PPL offered to lease or buy Allentown’s PPL Plaza at half price due to competitor’s  CRIZ like funding

LEHIGH VALLEY MORNING CALL: …[PP&L’s] argument is that developers building new class A office space downtown can use the NIZ to redirect many of their tenants’ state and local taxes to cover construction costs, allowing them to offer below-market rents for brand-new, custom-built office space.

Meanwhile, the NIZ does not allow the owners of The Plaza, which was built a decade ago, to apply their tenants’ taxes to cover mortgage costs, making it impossible to compete by lowering it own rents…

“Every economic incentive program or statute whether geographic or project-specific creates some level of advantage,” [Lehigh Valley Economic Development Corp. CEO Don ] Cunningham said. “That is the nature of the program, to incent development in a zone.

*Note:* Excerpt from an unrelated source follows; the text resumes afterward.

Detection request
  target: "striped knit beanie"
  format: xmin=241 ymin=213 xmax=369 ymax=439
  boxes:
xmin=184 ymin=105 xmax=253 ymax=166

I’m not a lawyer, but if one is going to argue the NIZ is illegal because it creates an incentive then in essence every economic development program, financing, or geographically based program is also illegal.”… (more)

NEWSLANC EDITOR:    Allentown’s  NIZ (Neighborhood Improvement Zone)  applies future tax revenue from a single project to that project.  

Lancaster’s  CRIZ (City Revitalization and Improvement Zone) funds multiple projects  within a stipulated zone and theoretically repays the loan from enhanced future  revenue throughout the zone.

In both cases, the taxpayer likely ends up paying for the grant.  It is just more obvious with the earlier  NIZ and the later CRIZ.   The main difference is the change  demonstrates the value of obfuscation.